|Woman with Umbrella (M.A. Reilly 2012)|
I have been deep cleaning. Setting to rights this house. The laundry is nearly done. The closets organized. Windows still need to be cleaned. Dust eradicated (for this moment). Furniture polished. I have bundled up and delivered bags of clothing and I want you to know that there's a certain satisfaction in cleaning. And yet, in sweeping so much away, what remains is more noticeable: a hole too deep and raw right now to fill.
My son talked with me last week about resettling in Europe, about investigating taking a gap year, trying his hand at professional e-games (he's ranked professional at this point), and delaying college. As I listened I was well aware that my sense of loss heightened, my unease grew. How wonderful it would be to discuss all of this with Rob. He and I anticipated Devon's leaving and there was solace in knowing that my husband would ache as much as me when our son moved on as he will do. Nonetheless, we would have had one another as we made that transition. We had hoped to semi-retire. Travel. Be.

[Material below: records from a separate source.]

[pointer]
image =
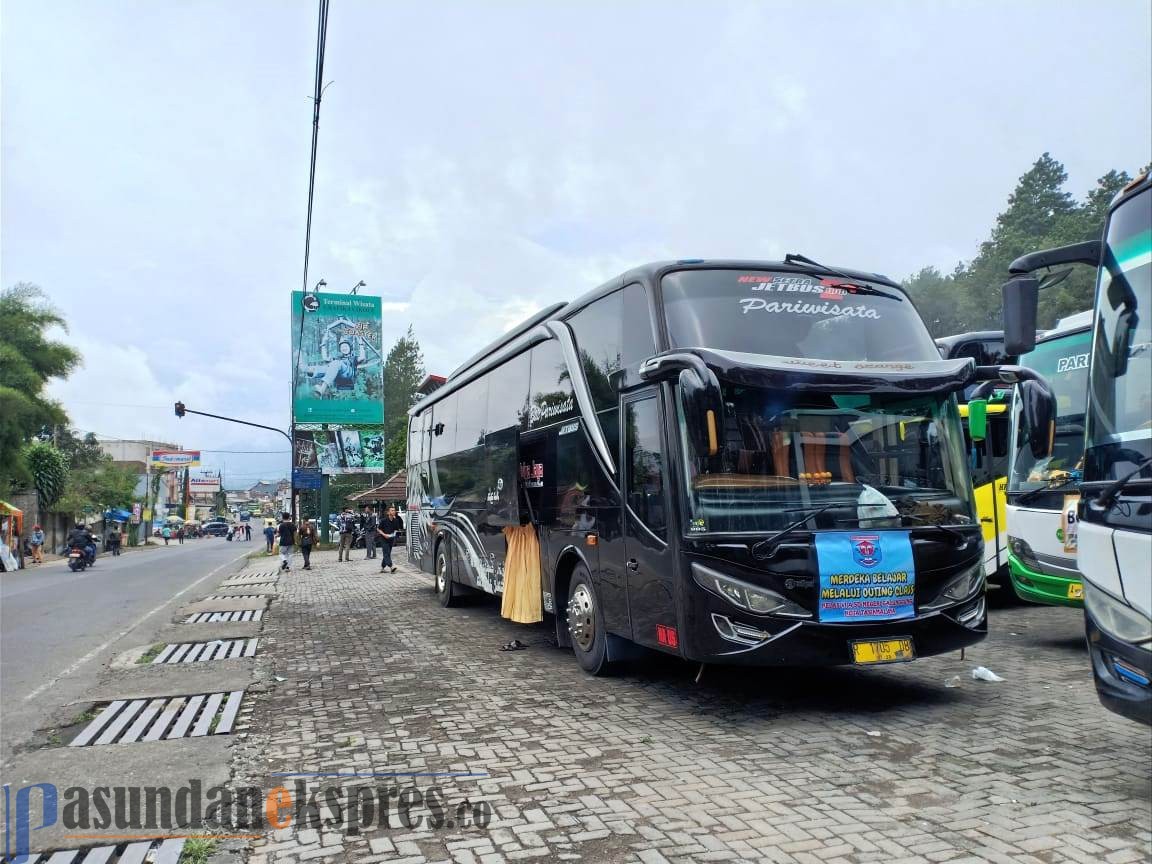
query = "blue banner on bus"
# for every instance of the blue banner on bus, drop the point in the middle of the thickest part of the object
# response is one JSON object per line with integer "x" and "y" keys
{"x": 865, "y": 575}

What do you think your dad would say? I ask Devon.
He'd listen. I think he'd understand wanting to live in Europe, but I don't think he would move. He was American.
With Rob's death, the responsibility to shepard this lovely, young man rests on my shoulders. I want our son to be adventuresome and risk and yet after the last 20 months, I find myself more tentative, less brave in some fundamental ways.
Life, I want to remind myself, is best lived fully, brilliantly. I have been resettling this week and have room to hold that in mind.